# Eukanuba...Can someone help?



## jenna0221 (Jun 6, 2007)

My puppy is coming on thursday and I couldnt be more excited! The breeder recommended me getting him eukanuba puppy small bite. I cant find this food anywhere though. They only have eukanuba small bite adult or eukanuba small breed puppy. Has anyone seen this kind before? I want to get it because it is what he is used to and what she recommends however I plan on trasitioning him to Canidae. Please help me if you can. I looked on Eukanuba website and petco and couldnt find anything. Also today when I was at petsmart they didnt have it either. Thanks!


----------



## Ladysmom (Oct 19, 2004)

Can you ask your breeder to send you some when your puppy is shipped? Most good breeders send their puppies off with food they have been eating anyway. That way, you could gradually mix it with Canidae to transition him slowly.


----------



## jenna0221 (Jun 6, 2007)

Thats a good idea. I will ask her and she should send me some because I have informed her that I cant find the eukanuba small bite puppy anywhere. Im beginning to think it doesnt exist haha!


----------



## momtoboo (Jan 30, 2006)

I used to feed Boo Eukanuba. I believe the breeder is referring to the Small breed puppy formula. Congrats on getting your new puppy.


----------



## coco (Sep 20, 2006)

I think the small breed puppy Eukanuba is small bite in itself. That's what Coco's breeder recommended, as well, and even though it doesn't say exactly what your breeder is saying, the kibble is very small.


----------



## Ladysmom (Oct 19, 2004)

I went to the Eukanuba website and I think your breeder must mean the small breed puppy food which, of course, would be smaller kibble. Small bites puppy food doesn't exist!

http://us.eukanuba.com/eukanuba/en_US/jsp/...PRDD&PID=02


----------



## jenna0221 (Jun 6, 2007)

Ok!
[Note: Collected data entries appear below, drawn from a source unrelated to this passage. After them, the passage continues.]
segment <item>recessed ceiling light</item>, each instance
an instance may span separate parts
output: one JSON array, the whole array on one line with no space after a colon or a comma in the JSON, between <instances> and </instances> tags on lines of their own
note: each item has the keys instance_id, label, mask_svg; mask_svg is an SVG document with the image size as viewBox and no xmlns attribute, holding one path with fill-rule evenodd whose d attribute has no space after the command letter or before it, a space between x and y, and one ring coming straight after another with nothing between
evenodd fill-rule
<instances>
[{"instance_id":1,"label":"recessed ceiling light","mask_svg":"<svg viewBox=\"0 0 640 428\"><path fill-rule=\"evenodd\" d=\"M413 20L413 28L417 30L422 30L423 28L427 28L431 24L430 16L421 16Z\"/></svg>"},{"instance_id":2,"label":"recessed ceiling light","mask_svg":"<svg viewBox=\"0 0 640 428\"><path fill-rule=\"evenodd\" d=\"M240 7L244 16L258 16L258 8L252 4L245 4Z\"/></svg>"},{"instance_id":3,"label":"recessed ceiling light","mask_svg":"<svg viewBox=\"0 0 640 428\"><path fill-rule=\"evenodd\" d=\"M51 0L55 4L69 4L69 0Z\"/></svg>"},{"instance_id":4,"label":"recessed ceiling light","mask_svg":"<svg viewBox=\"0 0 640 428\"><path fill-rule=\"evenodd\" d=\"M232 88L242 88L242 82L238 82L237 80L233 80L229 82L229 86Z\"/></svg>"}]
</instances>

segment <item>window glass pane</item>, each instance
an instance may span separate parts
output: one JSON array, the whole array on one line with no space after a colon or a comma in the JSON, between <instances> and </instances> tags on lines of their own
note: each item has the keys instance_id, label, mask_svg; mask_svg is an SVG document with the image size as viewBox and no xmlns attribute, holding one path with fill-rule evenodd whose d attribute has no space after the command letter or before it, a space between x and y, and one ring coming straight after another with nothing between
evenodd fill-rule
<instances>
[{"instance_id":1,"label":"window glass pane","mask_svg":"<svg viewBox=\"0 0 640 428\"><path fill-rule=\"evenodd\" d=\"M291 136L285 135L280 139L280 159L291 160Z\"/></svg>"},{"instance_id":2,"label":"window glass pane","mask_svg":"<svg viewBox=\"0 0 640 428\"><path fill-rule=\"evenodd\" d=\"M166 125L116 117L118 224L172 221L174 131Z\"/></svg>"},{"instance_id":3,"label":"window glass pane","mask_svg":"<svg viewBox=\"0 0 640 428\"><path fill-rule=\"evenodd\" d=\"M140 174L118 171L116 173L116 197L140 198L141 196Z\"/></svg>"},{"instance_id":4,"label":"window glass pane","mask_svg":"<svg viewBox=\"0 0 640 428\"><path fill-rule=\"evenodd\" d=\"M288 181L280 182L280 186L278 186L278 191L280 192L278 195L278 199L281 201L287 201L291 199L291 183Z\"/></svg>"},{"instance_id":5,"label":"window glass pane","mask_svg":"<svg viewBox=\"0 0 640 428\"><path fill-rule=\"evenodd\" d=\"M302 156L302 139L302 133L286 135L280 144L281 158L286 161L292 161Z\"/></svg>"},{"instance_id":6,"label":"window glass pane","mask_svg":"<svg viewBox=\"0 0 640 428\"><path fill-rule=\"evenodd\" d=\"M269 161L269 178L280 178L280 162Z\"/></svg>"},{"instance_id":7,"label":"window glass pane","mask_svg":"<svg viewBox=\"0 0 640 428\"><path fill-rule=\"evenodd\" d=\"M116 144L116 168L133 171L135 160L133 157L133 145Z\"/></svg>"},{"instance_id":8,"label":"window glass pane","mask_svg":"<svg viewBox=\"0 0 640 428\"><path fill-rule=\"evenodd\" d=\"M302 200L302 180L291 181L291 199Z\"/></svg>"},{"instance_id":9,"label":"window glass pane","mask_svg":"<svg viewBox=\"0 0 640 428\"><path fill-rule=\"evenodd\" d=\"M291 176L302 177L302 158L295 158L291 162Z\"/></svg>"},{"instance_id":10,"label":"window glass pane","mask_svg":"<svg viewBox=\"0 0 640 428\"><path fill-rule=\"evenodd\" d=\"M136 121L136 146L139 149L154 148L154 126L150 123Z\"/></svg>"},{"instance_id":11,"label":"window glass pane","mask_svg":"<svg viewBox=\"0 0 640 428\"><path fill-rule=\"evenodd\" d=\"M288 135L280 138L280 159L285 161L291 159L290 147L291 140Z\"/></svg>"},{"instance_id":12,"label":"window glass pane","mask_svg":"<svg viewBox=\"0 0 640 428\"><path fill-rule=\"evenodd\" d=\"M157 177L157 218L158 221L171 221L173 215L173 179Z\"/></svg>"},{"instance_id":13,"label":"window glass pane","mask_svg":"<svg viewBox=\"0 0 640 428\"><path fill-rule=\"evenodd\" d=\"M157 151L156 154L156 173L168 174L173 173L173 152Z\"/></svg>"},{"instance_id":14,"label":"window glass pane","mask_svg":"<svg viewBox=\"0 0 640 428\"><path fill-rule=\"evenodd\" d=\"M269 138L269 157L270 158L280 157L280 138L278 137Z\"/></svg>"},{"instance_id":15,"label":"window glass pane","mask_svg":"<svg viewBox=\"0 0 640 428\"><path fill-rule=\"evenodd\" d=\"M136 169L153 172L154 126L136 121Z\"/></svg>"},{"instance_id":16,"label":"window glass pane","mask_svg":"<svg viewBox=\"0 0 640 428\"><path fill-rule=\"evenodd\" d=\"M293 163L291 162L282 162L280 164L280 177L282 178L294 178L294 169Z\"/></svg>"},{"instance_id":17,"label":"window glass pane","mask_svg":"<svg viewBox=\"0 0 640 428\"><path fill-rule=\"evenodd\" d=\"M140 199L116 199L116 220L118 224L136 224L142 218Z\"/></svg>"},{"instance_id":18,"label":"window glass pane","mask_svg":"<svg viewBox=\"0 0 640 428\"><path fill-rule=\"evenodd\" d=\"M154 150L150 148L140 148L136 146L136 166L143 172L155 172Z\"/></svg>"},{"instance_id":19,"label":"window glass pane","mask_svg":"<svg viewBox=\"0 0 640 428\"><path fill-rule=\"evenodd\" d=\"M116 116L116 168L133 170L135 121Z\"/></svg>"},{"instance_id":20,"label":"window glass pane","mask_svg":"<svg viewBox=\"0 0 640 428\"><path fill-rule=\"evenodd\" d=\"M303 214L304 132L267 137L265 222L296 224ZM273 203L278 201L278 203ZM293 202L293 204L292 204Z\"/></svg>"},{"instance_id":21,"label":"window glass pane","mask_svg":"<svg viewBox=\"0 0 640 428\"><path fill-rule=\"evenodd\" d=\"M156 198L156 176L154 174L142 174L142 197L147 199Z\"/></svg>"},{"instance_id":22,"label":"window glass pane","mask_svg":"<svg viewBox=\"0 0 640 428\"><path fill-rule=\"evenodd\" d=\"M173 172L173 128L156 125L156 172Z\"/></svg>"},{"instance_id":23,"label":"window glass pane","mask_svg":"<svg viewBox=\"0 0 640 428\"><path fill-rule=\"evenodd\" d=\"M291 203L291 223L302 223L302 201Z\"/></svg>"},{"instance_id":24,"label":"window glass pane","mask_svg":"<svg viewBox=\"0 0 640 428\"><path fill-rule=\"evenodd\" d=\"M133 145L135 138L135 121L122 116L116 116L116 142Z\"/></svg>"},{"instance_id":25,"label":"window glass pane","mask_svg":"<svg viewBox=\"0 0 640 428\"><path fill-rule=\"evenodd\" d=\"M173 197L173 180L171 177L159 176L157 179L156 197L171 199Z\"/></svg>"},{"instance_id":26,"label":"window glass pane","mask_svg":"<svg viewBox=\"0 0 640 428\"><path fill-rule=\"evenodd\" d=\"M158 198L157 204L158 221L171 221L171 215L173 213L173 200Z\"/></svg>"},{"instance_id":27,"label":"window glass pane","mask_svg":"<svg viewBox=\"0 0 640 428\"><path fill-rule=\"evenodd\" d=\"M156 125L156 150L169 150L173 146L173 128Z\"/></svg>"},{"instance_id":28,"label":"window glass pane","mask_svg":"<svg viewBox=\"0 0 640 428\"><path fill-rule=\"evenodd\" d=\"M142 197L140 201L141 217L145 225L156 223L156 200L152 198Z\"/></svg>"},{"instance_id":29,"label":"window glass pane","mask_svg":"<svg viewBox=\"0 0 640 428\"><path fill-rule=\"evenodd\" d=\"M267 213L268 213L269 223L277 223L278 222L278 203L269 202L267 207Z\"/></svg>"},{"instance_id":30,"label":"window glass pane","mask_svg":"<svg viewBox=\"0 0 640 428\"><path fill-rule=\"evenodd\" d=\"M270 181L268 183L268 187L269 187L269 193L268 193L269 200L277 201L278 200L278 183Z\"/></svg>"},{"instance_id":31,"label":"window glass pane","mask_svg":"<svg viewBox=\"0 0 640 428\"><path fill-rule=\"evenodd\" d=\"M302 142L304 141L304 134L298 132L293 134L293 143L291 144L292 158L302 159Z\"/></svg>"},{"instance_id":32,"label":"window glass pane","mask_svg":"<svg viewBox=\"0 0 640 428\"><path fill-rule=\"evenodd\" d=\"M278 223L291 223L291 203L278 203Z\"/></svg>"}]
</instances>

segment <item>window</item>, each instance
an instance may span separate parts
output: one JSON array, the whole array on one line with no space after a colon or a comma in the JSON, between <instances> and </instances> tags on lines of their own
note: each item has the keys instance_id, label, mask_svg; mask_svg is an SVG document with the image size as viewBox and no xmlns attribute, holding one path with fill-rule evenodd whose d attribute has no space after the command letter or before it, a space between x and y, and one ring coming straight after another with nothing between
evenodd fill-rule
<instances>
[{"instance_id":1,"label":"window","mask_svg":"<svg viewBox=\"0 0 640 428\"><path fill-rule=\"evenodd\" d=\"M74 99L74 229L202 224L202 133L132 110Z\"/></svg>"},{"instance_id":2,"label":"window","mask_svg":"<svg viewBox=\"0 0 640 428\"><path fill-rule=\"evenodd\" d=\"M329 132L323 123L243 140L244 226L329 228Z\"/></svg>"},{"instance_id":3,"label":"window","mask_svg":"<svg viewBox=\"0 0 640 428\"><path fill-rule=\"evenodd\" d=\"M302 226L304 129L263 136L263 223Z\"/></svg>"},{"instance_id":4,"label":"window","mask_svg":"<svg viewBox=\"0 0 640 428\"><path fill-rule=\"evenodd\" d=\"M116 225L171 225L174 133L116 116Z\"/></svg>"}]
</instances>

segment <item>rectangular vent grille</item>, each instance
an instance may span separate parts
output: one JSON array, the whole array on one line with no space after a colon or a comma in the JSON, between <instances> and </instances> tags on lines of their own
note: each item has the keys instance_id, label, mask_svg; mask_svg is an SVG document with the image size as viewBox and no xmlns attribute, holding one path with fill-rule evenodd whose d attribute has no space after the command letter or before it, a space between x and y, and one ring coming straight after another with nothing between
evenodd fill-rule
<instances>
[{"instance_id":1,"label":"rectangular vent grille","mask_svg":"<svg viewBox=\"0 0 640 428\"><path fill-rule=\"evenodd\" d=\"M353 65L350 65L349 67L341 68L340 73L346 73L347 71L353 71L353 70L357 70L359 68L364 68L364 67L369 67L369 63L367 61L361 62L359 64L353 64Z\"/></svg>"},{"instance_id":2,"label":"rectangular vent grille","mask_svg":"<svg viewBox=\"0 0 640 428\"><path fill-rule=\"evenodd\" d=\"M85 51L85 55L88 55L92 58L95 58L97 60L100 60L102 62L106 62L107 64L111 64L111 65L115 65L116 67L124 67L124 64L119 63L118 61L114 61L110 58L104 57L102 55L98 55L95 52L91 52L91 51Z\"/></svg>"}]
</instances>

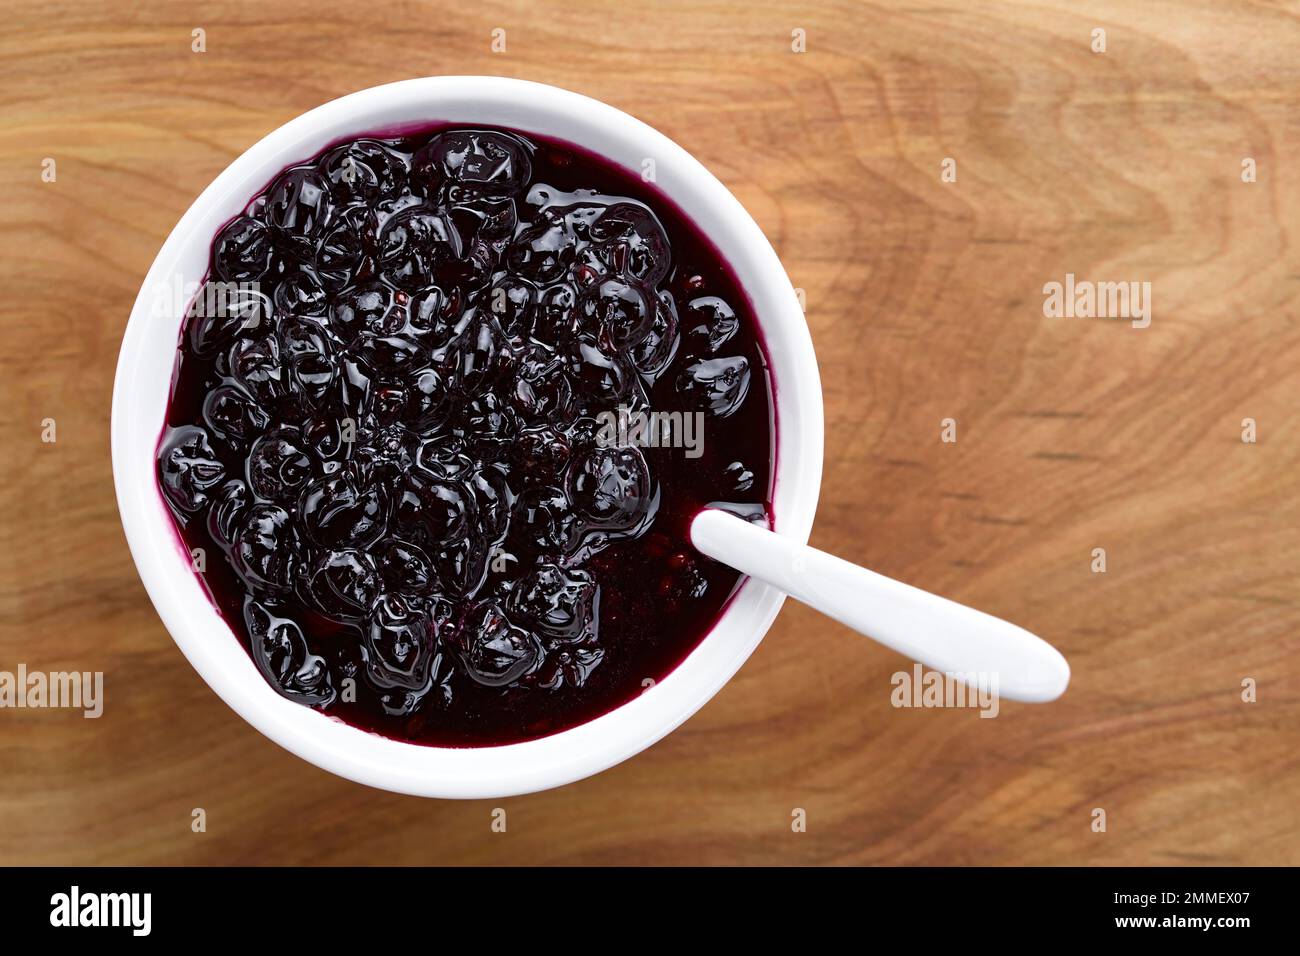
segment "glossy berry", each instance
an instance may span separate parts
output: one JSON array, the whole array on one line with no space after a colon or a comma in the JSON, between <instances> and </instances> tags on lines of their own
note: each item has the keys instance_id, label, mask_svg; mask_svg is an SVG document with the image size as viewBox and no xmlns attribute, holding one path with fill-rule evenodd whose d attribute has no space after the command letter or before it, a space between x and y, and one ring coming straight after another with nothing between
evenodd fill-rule
<instances>
[{"instance_id":1,"label":"glossy berry","mask_svg":"<svg viewBox=\"0 0 1300 956\"><path fill-rule=\"evenodd\" d=\"M428 206L399 212L379 237L380 271L399 289L419 289L435 277L447 276L447 267L460 254L456 227L444 214Z\"/></svg>"},{"instance_id":2,"label":"glossy berry","mask_svg":"<svg viewBox=\"0 0 1300 956\"><path fill-rule=\"evenodd\" d=\"M370 139L336 146L317 167L340 205L393 198L402 191L407 171L401 154Z\"/></svg>"},{"instance_id":3,"label":"glossy berry","mask_svg":"<svg viewBox=\"0 0 1300 956\"><path fill-rule=\"evenodd\" d=\"M303 489L298 517L322 548L367 548L384 534L386 509L380 485L345 469Z\"/></svg>"},{"instance_id":4,"label":"glossy berry","mask_svg":"<svg viewBox=\"0 0 1300 956\"><path fill-rule=\"evenodd\" d=\"M309 707L320 707L334 699L329 668L323 658L307 649L297 624L275 616L251 599L244 605L244 622L253 662L272 687Z\"/></svg>"},{"instance_id":5,"label":"glossy berry","mask_svg":"<svg viewBox=\"0 0 1300 956\"><path fill-rule=\"evenodd\" d=\"M506 262L512 272L537 285L564 276L577 258L577 240L563 222L541 219L511 243Z\"/></svg>"},{"instance_id":6,"label":"glossy berry","mask_svg":"<svg viewBox=\"0 0 1300 956\"><path fill-rule=\"evenodd\" d=\"M678 376L677 389L695 408L726 418L749 394L749 360L738 355L696 362Z\"/></svg>"},{"instance_id":7,"label":"glossy berry","mask_svg":"<svg viewBox=\"0 0 1300 956\"><path fill-rule=\"evenodd\" d=\"M167 500L184 512L207 504L208 492L226 476L207 433L193 425L170 430L159 456L159 471Z\"/></svg>"},{"instance_id":8,"label":"glossy berry","mask_svg":"<svg viewBox=\"0 0 1300 956\"><path fill-rule=\"evenodd\" d=\"M577 515L561 489L528 488L515 501L510 530L529 551L563 554L575 541Z\"/></svg>"},{"instance_id":9,"label":"glossy berry","mask_svg":"<svg viewBox=\"0 0 1300 956\"><path fill-rule=\"evenodd\" d=\"M239 520L251 503L248 486L238 478L231 479L214 491L208 508L208 534L223 548L229 548L239 529Z\"/></svg>"},{"instance_id":10,"label":"glossy berry","mask_svg":"<svg viewBox=\"0 0 1300 956\"><path fill-rule=\"evenodd\" d=\"M281 279L273 296L276 312L280 315L324 315L329 308L325 287L316 273L300 270Z\"/></svg>"},{"instance_id":11,"label":"glossy berry","mask_svg":"<svg viewBox=\"0 0 1300 956\"><path fill-rule=\"evenodd\" d=\"M586 572L544 564L516 585L511 609L538 634L570 643L592 633L599 594Z\"/></svg>"},{"instance_id":12,"label":"glossy berry","mask_svg":"<svg viewBox=\"0 0 1300 956\"><path fill-rule=\"evenodd\" d=\"M449 198L517 193L531 174L524 143L490 130L453 130L434 137L415 154L415 175L426 193Z\"/></svg>"},{"instance_id":13,"label":"glossy berry","mask_svg":"<svg viewBox=\"0 0 1300 956\"><path fill-rule=\"evenodd\" d=\"M369 268L379 243L379 221L371 209L344 209L316 247L315 272L329 292L344 289L352 278Z\"/></svg>"},{"instance_id":14,"label":"glossy berry","mask_svg":"<svg viewBox=\"0 0 1300 956\"><path fill-rule=\"evenodd\" d=\"M266 199L266 222L280 246L310 262L334 215L325 179L309 166L286 170Z\"/></svg>"},{"instance_id":15,"label":"glossy berry","mask_svg":"<svg viewBox=\"0 0 1300 956\"><path fill-rule=\"evenodd\" d=\"M241 338L230 349L230 374L263 408L272 408L284 395L280 340L265 333Z\"/></svg>"},{"instance_id":16,"label":"glossy berry","mask_svg":"<svg viewBox=\"0 0 1300 956\"><path fill-rule=\"evenodd\" d=\"M398 487L394 518L419 540L445 544L470 530L473 495L460 482L409 472Z\"/></svg>"},{"instance_id":17,"label":"glossy berry","mask_svg":"<svg viewBox=\"0 0 1300 956\"><path fill-rule=\"evenodd\" d=\"M592 448L568 479L569 500L591 527L627 531L650 510L650 469L638 448Z\"/></svg>"},{"instance_id":18,"label":"glossy berry","mask_svg":"<svg viewBox=\"0 0 1300 956\"><path fill-rule=\"evenodd\" d=\"M578 314L585 328L598 329L610 351L632 349L650 332L657 303L638 282L612 276L596 279L578 297Z\"/></svg>"},{"instance_id":19,"label":"glossy berry","mask_svg":"<svg viewBox=\"0 0 1300 956\"><path fill-rule=\"evenodd\" d=\"M609 271L651 286L671 266L668 236L649 209L636 203L610 206L591 226L593 252Z\"/></svg>"},{"instance_id":20,"label":"glossy berry","mask_svg":"<svg viewBox=\"0 0 1300 956\"><path fill-rule=\"evenodd\" d=\"M270 311L265 294L253 287L207 282L195 296L187 316L190 348L210 356L251 333Z\"/></svg>"},{"instance_id":21,"label":"glossy berry","mask_svg":"<svg viewBox=\"0 0 1300 956\"><path fill-rule=\"evenodd\" d=\"M489 604L465 629L461 659L471 678L487 687L502 687L523 677L541 659L537 638L510 623Z\"/></svg>"},{"instance_id":22,"label":"glossy berry","mask_svg":"<svg viewBox=\"0 0 1300 956\"><path fill-rule=\"evenodd\" d=\"M363 332L391 335L405 319L393 302L393 290L379 283L366 283L343 292L330 314L330 330L344 343Z\"/></svg>"},{"instance_id":23,"label":"glossy berry","mask_svg":"<svg viewBox=\"0 0 1300 956\"><path fill-rule=\"evenodd\" d=\"M408 597L427 595L438 584L428 554L409 541L393 540L379 549L379 575L387 590Z\"/></svg>"},{"instance_id":24,"label":"glossy berry","mask_svg":"<svg viewBox=\"0 0 1300 956\"><path fill-rule=\"evenodd\" d=\"M733 492L744 493L754 487L754 473L741 461L733 461L727 466L727 480Z\"/></svg>"},{"instance_id":25,"label":"glossy berry","mask_svg":"<svg viewBox=\"0 0 1300 956\"><path fill-rule=\"evenodd\" d=\"M288 503L298 496L312 472L312 459L296 428L267 432L248 453L248 483L257 497Z\"/></svg>"},{"instance_id":26,"label":"glossy berry","mask_svg":"<svg viewBox=\"0 0 1300 956\"><path fill-rule=\"evenodd\" d=\"M306 591L336 621L364 618L379 593L379 573L368 553L353 548L321 552L307 570Z\"/></svg>"},{"instance_id":27,"label":"glossy berry","mask_svg":"<svg viewBox=\"0 0 1300 956\"><path fill-rule=\"evenodd\" d=\"M296 550L289 512L255 504L232 535L230 563L252 593L278 594L293 584Z\"/></svg>"},{"instance_id":28,"label":"glossy berry","mask_svg":"<svg viewBox=\"0 0 1300 956\"><path fill-rule=\"evenodd\" d=\"M334 384L337 366L335 345L323 321L290 317L280 325L283 362L288 368L290 387L317 405Z\"/></svg>"},{"instance_id":29,"label":"glossy berry","mask_svg":"<svg viewBox=\"0 0 1300 956\"><path fill-rule=\"evenodd\" d=\"M380 595L366 628L367 676L377 687L419 690L438 654L437 626L419 604Z\"/></svg>"},{"instance_id":30,"label":"glossy berry","mask_svg":"<svg viewBox=\"0 0 1300 956\"><path fill-rule=\"evenodd\" d=\"M230 282L255 282L271 268L271 231L266 223L239 216L217 234L212 269Z\"/></svg>"},{"instance_id":31,"label":"glossy berry","mask_svg":"<svg viewBox=\"0 0 1300 956\"><path fill-rule=\"evenodd\" d=\"M678 333L677 305L667 292L661 292L655 299L654 315L650 318L650 327L645 337L631 349L632 365L650 381L657 381L659 375L677 355L681 342Z\"/></svg>"},{"instance_id":32,"label":"glossy berry","mask_svg":"<svg viewBox=\"0 0 1300 956\"><path fill-rule=\"evenodd\" d=\"M266 428L269 417L243 389L219 385L203 400L203 421L220 438L242 445Z\"/></svg>"},{"instance_id":33,"label":"glossy berry","mask_svg":"<svg viewBox=\"0 0 1300 956\"><path fill-rule=\"evenodd\" d=\"M686 336L706 352L716 353L739 329L735 310L716 295L692 299L686 307Z\"/></svg>"}]
</instances>

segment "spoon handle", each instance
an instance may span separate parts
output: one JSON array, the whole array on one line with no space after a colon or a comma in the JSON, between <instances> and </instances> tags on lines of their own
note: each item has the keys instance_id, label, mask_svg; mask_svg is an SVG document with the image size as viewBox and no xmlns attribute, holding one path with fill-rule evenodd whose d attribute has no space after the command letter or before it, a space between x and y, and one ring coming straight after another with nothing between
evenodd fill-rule
<instances>
[{"instance_id":1,"label":"spoon handle","mask_svg":"<svg viewBox=\"0 0 1300 956\"><path fill-rule=\"evenodd\" d=\"M860 568L714 508L696 515L702 553L759 578L886 647L1010 700L1055 700L1070 682L1061 652L1024 628ZM994 683L996 682L996 683Z\"/></svg>"}]
</instances>

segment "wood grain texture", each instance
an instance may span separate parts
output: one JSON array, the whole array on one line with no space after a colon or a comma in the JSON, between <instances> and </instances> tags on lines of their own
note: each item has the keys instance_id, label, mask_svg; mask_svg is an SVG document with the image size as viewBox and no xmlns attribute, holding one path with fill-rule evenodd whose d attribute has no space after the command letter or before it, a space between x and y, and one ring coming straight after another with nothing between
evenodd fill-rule
<instances>
[{"instance_id":1,"label":"wood grain texture","mask_svg":"<svg viewBox=\"0 0 1300 956\"><path fill-rule=\"evenodd\" d=\"M1081 6L7 4L0 669L103 670L107 703L0 711L0 864L1300 863L1300 7ZM788 605L680 730L529 797L373 791L229 711L120 530L126 317L239 152L437 73L587 93L712 169L806 290L814 543L1048 636L1066 697L897 710L903 661ZM1066 273L1151 282L1151 326L1044 318Z\"/></svg>"}]
</instances>

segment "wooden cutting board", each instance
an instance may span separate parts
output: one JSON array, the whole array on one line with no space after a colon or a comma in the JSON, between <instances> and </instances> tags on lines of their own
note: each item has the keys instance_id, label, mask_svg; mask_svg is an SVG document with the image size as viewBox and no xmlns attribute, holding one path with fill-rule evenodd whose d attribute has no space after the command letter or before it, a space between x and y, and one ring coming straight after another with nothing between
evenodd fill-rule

Thats what I thought but I wasnt sure. Thanks for all the help and effort I sure do appreciate it!


----------



## Joey's Mom2 (Aug 24, 2004)

Fendi came to me already on Eukanuba too, and it's a good thing you're transitioning to Canidae. I actually transitioned her out to Canidae too from Eukanuba--although not right away. I thought we were giving her to right food, except her poop smelled sooooooooooo bad!!! I am much happier on Canidae and would recommend it to anyone.


----------



## jenna0221 (Jun 6, 2007)

Yes...I found a dog about a month ago and was just feeding him whatever not knowing that the type of dog food can make such a difference. After doing my research I realized that many people use Canidae and that any food you pick up at the local market is not always good. So I am transitioning to do the best thing for my pup. I cant wait until he comes home!!! I wish it was Thursday already!


----------



## deuce (May 31, 2007)

Deuce eats Eukanuba although I am trying different things to transistion him too..Tried the Natural Balance, he won't touch it..so on to something else....


----------